As sociology is the study of human behavioural interactions, there is a great deal of connection between this social science and topics within the health

and social care field. How society and social forces affect the health of individuals is a pertinent topic for study for those students who wish to pursue

a career in health and social care.

Sociological Perspectives and the History of Sociology

Sociology is a social science that has arisen from theoretical perspectives in philosophy and political theory. It is scientific in that it uses data that

has been gathered from studies of human interactions to provide evidence for theories in relation to those interactions. As a discipline, sociology has

developed differently within different cultures; for example, German sociology diverged dramatically from the rest of the world during the Nazi era (Maus,

1962). In essence, sociology is the study of how society is organised and how individuals function within society. Sociology is therefore the study of

humans behaving in groups. It shares some similarities with psychology which is the study of individual human behaviour, and each of the social science

disciplines can feed into the evidence base for the others. Sociology students want to understand the structure and dynamics of society and connections

between human behaviours. Forms of social structure including groups, organisations and communities are examined, as well as the interactions within and

between these social structures, and how they affect individuals’ attitudes and behaviour.

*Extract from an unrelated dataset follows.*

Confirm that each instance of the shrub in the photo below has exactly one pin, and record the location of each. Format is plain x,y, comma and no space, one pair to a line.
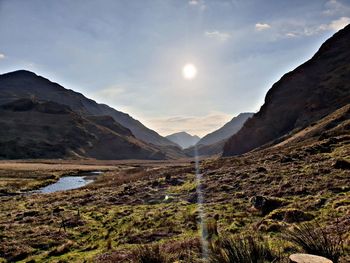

There are a number of perspectives within sociology, the principal perspectives being Functionalism, Marxism, Feminism, Interactionism, the New Right,

Postmodernism and Collectivism. Some of these perspectives may combine such as Marxist Feminism (Whelehan, 1995) or Feminist Postmodernism (Nicholson,

2013). There is no single overarching perspective when it comes to sociological theory. Sociologists ask many questions about the world, and social theory

provides answers; however, these answers often only work for a particular time, place, and circumstance, and may contradict each other (Ritzer, 1994). The

sociology student must therefore be tolerant of ambiguity and understand that there is often not one single answer to these issues. Some aspects of social

theory can be transferred between cultures and over generations, but others may become obsolete if they are unable to be flexible to change.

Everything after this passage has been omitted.